All that said, ask your provider — sometimes the standard time is faster, or you can sign up for expedited funding for an additional fee. Funding from echeck remote deposit capture via Check 21 is usually quicker than for ACH conversions, with same-day or next-day being quite common (but again, you’re looking at increased risk with this direct setup if you don’t have additional check verification or guarantee services in place). Meanwhile, the aggregated ACH account providers we discussed earlier in our examination of high-risk echeck processing can make funds available quicker than if you had your own ACH account.
Final Thoughts: Are eCheck Payments Right For Your Business?
That was a whole lot of echeck information, so let’s quickly recap the key takeaways:
- Some echeck payments start out as physical paper checks, while others are initiated just with bank account information.
- Although both may be called “echecks,” truncated paper checks (provisioned by the Check 21 Act) used in remote deposits are different than checks converted to ACH transfer and are governed by different rules. Which type of echeck payment you accept depends on your business type and circumstances.
- Specialized echeck processors can help high-risk merchants safely process echecks by depositing the check into the processor’s own aggregated account and submitting an ACH transfer on the merchant’s behalf.
- eChecks present advantages over credit card processing (including lower processing rates and a more difficult chargeback procedure) but it can take longer to receive your funds.
- eChecks may be accepted by themselves or alongside credit cards, provided you have the appropriate software and/or check scanning equipment for your situation (phone, online, in-store, etc.).
- If you accept credit cards already, the first place to look to set up echeck acceptance is with your current processor. However, it pays to shop around for the best deal on echeck rates and fees.
We recommend that those who accept recurring payments or offer subscription products or services take a close look at adding echecks to their arsenal of payment acceptance methods as well as merchants who are already dealing with a lot of paper checks. If you accept paper checks at all, it’s also time to consider some form of remote deposit capture, whether through a mobile phone for small volumes or a countertop device for larger volumes. ACH payments (as distinguished from other electronic check payments that never go through the ACH Network) usually work best for online merchants.

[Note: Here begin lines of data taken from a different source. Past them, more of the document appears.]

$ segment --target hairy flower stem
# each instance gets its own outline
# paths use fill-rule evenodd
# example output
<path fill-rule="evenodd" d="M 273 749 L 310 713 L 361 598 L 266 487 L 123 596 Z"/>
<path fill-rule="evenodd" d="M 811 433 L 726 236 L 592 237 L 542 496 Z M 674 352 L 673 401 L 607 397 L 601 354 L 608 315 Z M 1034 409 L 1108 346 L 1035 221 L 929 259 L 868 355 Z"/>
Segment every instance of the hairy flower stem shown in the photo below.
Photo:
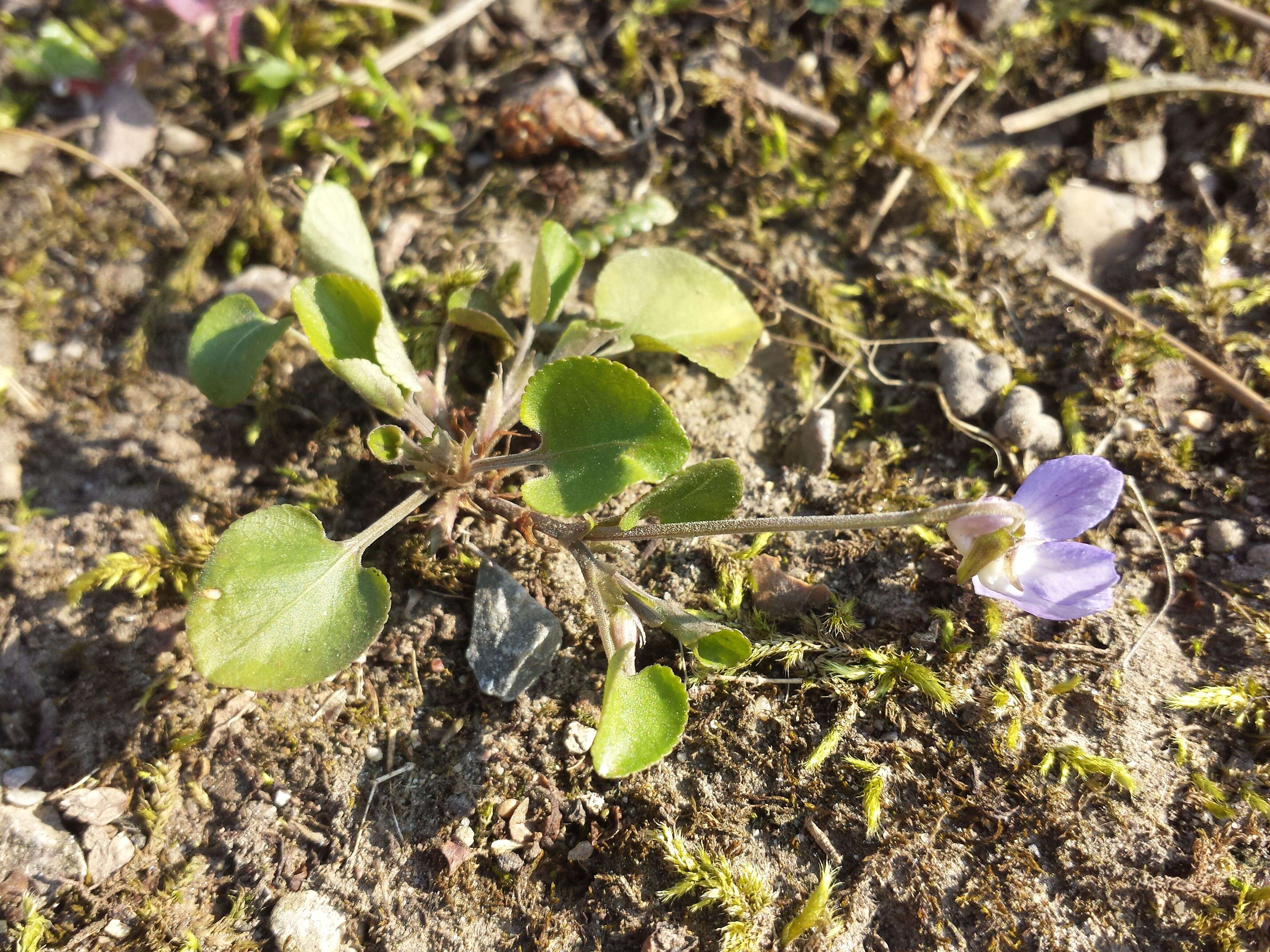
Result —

eChecks and ACH might not sound all that modern but they’re still important in the modern world. Particularly if your close competitors are offering echeck payments, this might be the rare justification for keeping up with the Joneses. With the high cost of credit card processing for you and the demand for multiple payment options for your customers, echeck payment acceptance could be a good add-on or alternative for your business.